FAQ
Hello,

The original map-reduce paper states: "After successful completion, the
output of the map-reduce execution is available in the R output files (one
per reduce task, with file names as specified by the user)." However, when
using Hadoop's TextOutputFormat, all the reducer outputs are combined in a
single file called part-00000. I was wondering how and when this merging
process is done. When the reducer calls output.collect(key,value), is this
record written to a local temporary output file in the reducer's disk and
then these local files (a total of R) are later merged into one single file
with a final thread or is it directly written to the final output file
(part-00000)?
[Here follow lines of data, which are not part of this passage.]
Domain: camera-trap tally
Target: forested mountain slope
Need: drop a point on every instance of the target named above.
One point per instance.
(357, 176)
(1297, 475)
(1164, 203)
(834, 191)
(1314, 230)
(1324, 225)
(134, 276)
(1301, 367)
I am asking this because I'd like to get an ordered sample of
the final output data, ie. one record per every 1000 records or something
similar and I don't want to run a serial process that iterates on the final
output file.

Thanks,
Jim

Search Discussions

  • Tienduc_dinh at Jan 11, 2009 at 1:24 pm
    part-00000 means, there is only one reduce task in your configuration.

    Hope, this helps.

    Tien Duc Dinh


    Jim Twensky wrote:
    Hello,

    The original map-reduce paper states: "After successful completion, the
    output of the map-reduce execution is available in the R output files (one
    per reduce task, with file names as specified by the user)." However, when
    using Hadoop's TextOutputFormat, all the reducer outputs are combined in a
    single file called part-00000. I was wondering how and when this merging
    process is done. When the reducer calls output.collect(key,value), is this
    record written to a local temporary output file in the reducer's disk and
    then these local files (a total of R) are later merged into one single
    file
    with a final thread or is it directly written to the final output file
    (part-00000)? I am asking this because I'd like to get an ordered sample
    of
    the final output data, ie. one record per every 1000 records or something
    similar and I don't want to run a serial process that iterates on the
    final
    output file.

    Thanks,
    Jim
    --
    View this message in context: http://www.nabble.com/Merging-reducer-outputs-into-a-single-part-00000-file-tp21396867p21399089.html
    Sent from the Hadoop core-user mailing list archive at Nabble.com.
  • Stefan Will at Jan 11, 2009 at 8:59 pm
    Jim,

    As far as I know, there is no difference in terms of the number of output
    partitions relative to the OutputFormat used.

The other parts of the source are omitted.